Scalability. Being a monolithic website is great, but when you need to start creating mobile or web apps that work off the same API -- you'll quickly wish they were separated. If someone bombs your frontend, you also lose your API, which leaves other apps hanging out to dry.
Easier development. It's hard to hand off a giant monolith to every dev on the team who wants to contribute. It's way easier to clone what I need (API or frontend or both), and build off that. And it makes organizing your git flow difficult, when you're managing features from way different sectors of the architecture.
Disadvantages
Building APIs. People might act like they love building APIs, but it's inarguable that it's a time sink. Anytime you build a feature, you need to create an API endpoint for your external apps to access (and ideally testing, to ensure it works). Sometimes it's way easier just to send data directly from my models to my view.
More work. Every time you want to make big changes to your app, you end up spinning up a development API and frontend, and committing changes to both. It can get confusing working across two projects, and particularly setting up a workflow that works flawlessly every time (like getting Docker containers to sync up). Way easier just to have everything in one project.
More infrastructure. Having a separate API means setting up another subdomain on my Apache/Nginx, and all the devops that goes behind managing that.
Less secure. It's way more secure just to have your app on the same server any secure data is queried/located.

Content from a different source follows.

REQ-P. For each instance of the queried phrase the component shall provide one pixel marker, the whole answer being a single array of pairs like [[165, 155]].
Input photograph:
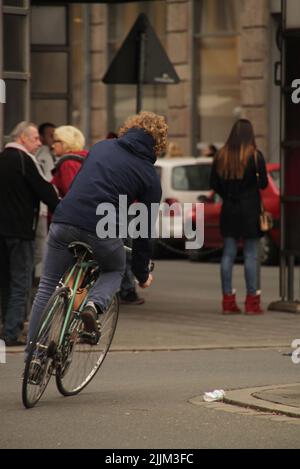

Client-side solutions like JWT are great for authentication, but not 100% secure, and require you to run another server as a middleman for any client-side apps anyway (plus CSRF, sessions, and all that jazz). Much easier just to have everything under the same server.
More complicated. Like stated in the previous point, tasks like authentication require setting up an OAuth server, generating JWT tokens, and plenty of other extras on the client-side (CSRF for forms, sessions for encrypted cookies, frontend form validation, etc). A monolithic Laravel app makes all that painless.